The personal occupational health-risk prevention account (C3P) is dead. Long live the occupational prevention account (C2P)!

France

Created by Law No. 2014-40 of 20 January 2014 on guaranteeing the future and fairness of the retirement system, the personal occupational health-risk prevention account (C3P – compte personnel de prévention de la pénibilité) entered into force on 1 January 2015 for four occupational health risks: night shifts; working in successive, alternating teams; repetitive tasks; and working under hyperbaric conditions.

The six other occupational health risks, and in particular those related to significant physical constraints, entered into force on 1 July 2016.

Companies are required to indicate on the annual social data statement the occupational health risks to which their employees are exposed and how long they are exposed to them and must pay the related contributions.

Implementing the C3P resulted in a major conflict with companies and in particular small companies, which complained that the system was too complex, calling it "inapplicable", "intolerable" and "worse than the 35-hour week".

As President Macron promised during his campaign, among the 36 measures the administration made public on 31 August 2017, it included "the elimination of inapplicable administrative constraints in the area of administrative statements regarding occupational health risks".

In fact, as a reading of the ordonnance related to the occupational prevention account (C2P – compte professionnel de prévention) indicates, the administration made only two major changes and left the rest untouched.

1. Two major changes:

The first is set out in the new Article L. 4163-1 of the Labour Code, according to which employers' obligation to report occupational risk factors is now limited to risks "related to an aggressive physical environment or certain paces of work".

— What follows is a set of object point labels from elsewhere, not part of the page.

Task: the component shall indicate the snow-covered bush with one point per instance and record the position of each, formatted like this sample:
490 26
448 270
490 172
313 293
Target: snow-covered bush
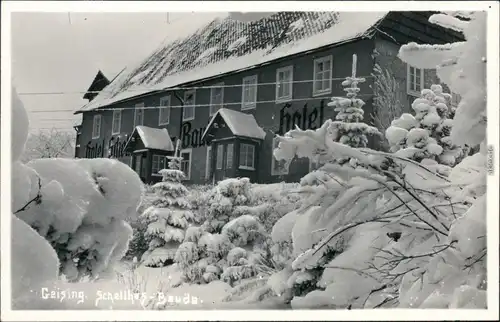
199 198
168 217
425 137
80 207
250 252
388 203
139 243
387 98
397 229
269 204
457 276
223 200
203 254
348 127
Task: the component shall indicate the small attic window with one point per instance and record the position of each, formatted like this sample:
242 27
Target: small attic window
237 44
206 55
296 26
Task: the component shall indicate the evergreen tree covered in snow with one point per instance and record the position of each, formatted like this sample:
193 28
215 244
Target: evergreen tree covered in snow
223 200
348 127
458 278
250 254
169 216
202 255
425 137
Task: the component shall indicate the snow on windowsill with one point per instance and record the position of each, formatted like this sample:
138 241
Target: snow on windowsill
322 92
250 106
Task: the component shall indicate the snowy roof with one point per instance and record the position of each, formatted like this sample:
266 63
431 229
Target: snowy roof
240 124
153 138
226 45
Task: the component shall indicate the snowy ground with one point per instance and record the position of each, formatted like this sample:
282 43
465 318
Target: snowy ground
186 296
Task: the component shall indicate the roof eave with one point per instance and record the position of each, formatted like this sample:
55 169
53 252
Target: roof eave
367 35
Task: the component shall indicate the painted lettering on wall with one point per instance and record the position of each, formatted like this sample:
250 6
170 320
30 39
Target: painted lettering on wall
192 138
305 118
112 148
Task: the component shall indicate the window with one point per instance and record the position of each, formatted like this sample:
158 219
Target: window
278 168
216 98
322 76
117 121
138 164
208 163
247 153
455 99
284 83
229 156
139 114
186 163
414 81
220 154
164 111
189 102
96 126
158 164
313 164
249 93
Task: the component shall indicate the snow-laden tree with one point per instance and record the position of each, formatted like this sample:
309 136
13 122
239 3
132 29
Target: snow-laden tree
387 97
169 216
68 216
224 199
348 127
461 269
53 143
202 255
425 136
249 255
391 232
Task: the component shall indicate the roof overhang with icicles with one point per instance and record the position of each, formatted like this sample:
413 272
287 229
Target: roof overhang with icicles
227 46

The administration has therefore eliminated from this programme all risks related to the significant physical constraints that had caused the most problems, such as manual handling of heavy loads, painful positions and mechanical vibrations. While it maintained the risks related to an aggressive physical environment, it is not certain that the administration will include all of the current risks in the list that will be set out in a decree. While it will probably include work performed under hyperbaric conditions and in environments where there are extreme temperatures and/or noise, which do not pose significant problems, it is not at all clear that the decree will include dangerous chemical agents, which involve extremely complex problems of evaluation.

The second major change relates to financing the system: the law of 20 January 2014 reforming the retirement system created a Fund responsible for financing C3P-related rights that was funded by two contributions from companies: one contribution for all of their employees from employers that fall within the system's scope and an additional contribution from those employers for their employees who are exposed to occupational health risks.

New Article L. 4163-2 of the French Labour Code now provides that: "expenditures generated by the occupational prevention account ... and its management are covered, respectively as applicable, by the workplace accident and occupational disease section of the general regime and those of the agricultural employees' regime".

Companies have thus obtained the elimination of these two contributions, which constituted a new, very heavy burden for them considering the risk the system would be excessive. It will be financed in the context of the workplace accident and occupational disease section which, as we know, enjoys a surplus.

2. As for the rest, although the administration rewrote the entire text, there are no substantive changes regarding agreements to prevent occupational risks; the opening, funding and use of occupational prevention accounts; managing the accounts; control; or complaints. Most of the provisions were kept as they were.

3. This ordonnance is scheduled to enter into force on 1 October 2017. However:

  • the new provisions relating to account management, control, claims and financing will not enter into force until 1 January 2018 (the current provisions will remain in force until then); and
  • the new provisions related to occupational risk prevention agreements, which in fact are only slightly different, will enter into force on 1 January 2019 (the current provisions will remain in force until then).